The following list assumes you have Gardener installed in a Kubernetes cluster and that you have a basic understanding of how Gardener works. If you need further help with the following steps, you can also come and ask in our Slack channel.

  1. Deploy the validator from the gardener-extension-provider-metal repository to your cluster via Helm
  2. Add a cloud profile called metal containing all your machine images, machine types and regions (region names can be chosen freely, the zone names need to match your partition names) together with our metal-stack-specific provider config as defined here
  3. Register the gardener-extension-provider-metal controller by deploying the controller-registration into your Gardener cluster, parametrize the embedded chart in the controller registration's values section if necessary (this is the corresponding values file)
  4. metal-stack does not provide an own backup storage infrastructure for now.
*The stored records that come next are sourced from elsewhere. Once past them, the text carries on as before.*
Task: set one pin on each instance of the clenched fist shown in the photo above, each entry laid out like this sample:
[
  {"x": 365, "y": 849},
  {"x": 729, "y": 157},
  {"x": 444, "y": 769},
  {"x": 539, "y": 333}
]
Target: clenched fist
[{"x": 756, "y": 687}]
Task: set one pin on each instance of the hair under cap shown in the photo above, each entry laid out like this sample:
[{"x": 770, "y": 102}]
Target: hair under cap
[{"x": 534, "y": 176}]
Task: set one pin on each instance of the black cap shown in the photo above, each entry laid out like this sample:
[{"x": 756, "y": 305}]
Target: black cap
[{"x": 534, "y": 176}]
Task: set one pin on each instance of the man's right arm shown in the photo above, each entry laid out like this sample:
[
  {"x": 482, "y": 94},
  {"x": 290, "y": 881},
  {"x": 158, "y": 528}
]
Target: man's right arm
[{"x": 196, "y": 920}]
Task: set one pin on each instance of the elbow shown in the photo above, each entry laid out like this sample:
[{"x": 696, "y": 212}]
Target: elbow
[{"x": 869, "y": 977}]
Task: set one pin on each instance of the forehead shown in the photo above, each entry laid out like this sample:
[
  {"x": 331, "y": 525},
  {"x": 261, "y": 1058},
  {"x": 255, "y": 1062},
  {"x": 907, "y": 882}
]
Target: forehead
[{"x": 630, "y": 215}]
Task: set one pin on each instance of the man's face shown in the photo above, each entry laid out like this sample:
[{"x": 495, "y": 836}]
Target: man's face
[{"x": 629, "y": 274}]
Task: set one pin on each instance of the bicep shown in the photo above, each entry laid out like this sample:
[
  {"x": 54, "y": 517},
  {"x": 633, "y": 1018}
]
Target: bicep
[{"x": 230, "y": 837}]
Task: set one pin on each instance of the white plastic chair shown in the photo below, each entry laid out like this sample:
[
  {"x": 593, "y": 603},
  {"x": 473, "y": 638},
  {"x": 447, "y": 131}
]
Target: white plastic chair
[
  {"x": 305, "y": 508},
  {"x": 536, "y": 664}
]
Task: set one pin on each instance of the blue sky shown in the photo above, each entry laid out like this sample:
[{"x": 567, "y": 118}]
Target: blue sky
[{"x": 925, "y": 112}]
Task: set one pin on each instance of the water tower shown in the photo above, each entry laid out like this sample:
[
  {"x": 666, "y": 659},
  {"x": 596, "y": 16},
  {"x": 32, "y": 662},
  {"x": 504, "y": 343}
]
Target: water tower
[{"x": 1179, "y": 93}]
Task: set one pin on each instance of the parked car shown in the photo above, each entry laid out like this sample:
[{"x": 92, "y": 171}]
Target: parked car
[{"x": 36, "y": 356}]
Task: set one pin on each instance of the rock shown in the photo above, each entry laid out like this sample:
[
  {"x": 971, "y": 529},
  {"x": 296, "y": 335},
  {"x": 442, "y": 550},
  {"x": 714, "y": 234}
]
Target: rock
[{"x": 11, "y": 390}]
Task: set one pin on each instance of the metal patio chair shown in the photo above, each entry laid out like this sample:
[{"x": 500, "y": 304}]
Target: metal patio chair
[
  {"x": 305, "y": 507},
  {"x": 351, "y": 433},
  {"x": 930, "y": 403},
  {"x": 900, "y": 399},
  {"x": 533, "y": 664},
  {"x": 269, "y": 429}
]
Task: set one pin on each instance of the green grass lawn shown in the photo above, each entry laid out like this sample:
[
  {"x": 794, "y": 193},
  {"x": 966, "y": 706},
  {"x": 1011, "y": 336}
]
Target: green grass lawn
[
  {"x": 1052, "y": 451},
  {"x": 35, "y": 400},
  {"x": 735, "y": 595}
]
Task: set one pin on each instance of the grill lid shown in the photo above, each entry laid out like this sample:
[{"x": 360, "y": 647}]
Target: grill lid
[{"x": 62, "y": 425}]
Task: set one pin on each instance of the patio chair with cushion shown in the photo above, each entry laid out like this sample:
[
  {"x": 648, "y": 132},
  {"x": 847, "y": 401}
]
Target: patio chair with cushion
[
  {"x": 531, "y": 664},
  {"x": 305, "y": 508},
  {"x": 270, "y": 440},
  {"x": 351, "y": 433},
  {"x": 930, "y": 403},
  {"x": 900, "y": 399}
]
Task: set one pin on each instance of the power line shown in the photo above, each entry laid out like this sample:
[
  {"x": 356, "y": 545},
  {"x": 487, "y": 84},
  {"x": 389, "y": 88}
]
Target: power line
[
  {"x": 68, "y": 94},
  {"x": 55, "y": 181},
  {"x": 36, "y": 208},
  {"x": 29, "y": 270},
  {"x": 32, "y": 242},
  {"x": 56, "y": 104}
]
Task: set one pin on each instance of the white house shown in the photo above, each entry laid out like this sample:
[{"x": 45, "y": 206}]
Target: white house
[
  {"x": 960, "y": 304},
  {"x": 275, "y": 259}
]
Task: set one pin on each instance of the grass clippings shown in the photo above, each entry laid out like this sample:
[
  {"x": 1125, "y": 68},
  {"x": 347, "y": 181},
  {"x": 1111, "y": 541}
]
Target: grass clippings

If you want to enable ETCD backups (which you should do because metal-stack also does not have persistent storage out of the box, which makes these backups even more valuable), you should deploy an extension-provider of another cloud provider and configure it to only reconcile the backup buckets (you can reference this backup infrastructure used for the metal shoot in the shoot spec)
  5. Register the os-extension-provider-metal controller by deploying the controller-registration into your Gardener cluster, this controller can transform the operating system configuration from Gardener into Ingition user data
  6. You need to use the Gardener's networking-calico controller for setting up shoot CNI, you will have to put specific provider configuration into the shoot spec to make it work with metal-stack:
         networking:
           type: calico
           # we can peer with the frr within 10.244.0.0/16, which we do with the metallb
           # the networks for the shoot need to be disjunct with the networks of the seed, otherwise the VPN connection will not work properly
           # the seeds are typically deployed with podCIDR 10.244.128.0/18 and serviceCIDR 10.244.192.0/18
           # the shoots are typically deployed with podCIDR 10.244.0.0/18 and serviceCIDR 10.244.64.0/18
           pods: 10.244.0.0/18
           services: 10.244.64.0/18
           providerConfig:
             apiVersion: calico.networking.extensions.gardener.cloud/v1alpha1
             kind: NetworkConfig
             backend: vxlan
             ipv4:
               pool: vxlan
               mode: Always
               autoDetectionMethod: interface=lo
             typha:
               enabled: false
  7. For your seed cluster you will need to provide the provider secret for metal-stack containing the key metalAPIHMac, which is the API HMAC to grant editor access to the metal-api
  8. Checkout our current provider configuration for infratructure and control-plane before deploying your shoot
Tip

We are officially supported by Gardener dashboard. The dashboard can also help you setting up some of the resources mentioned above.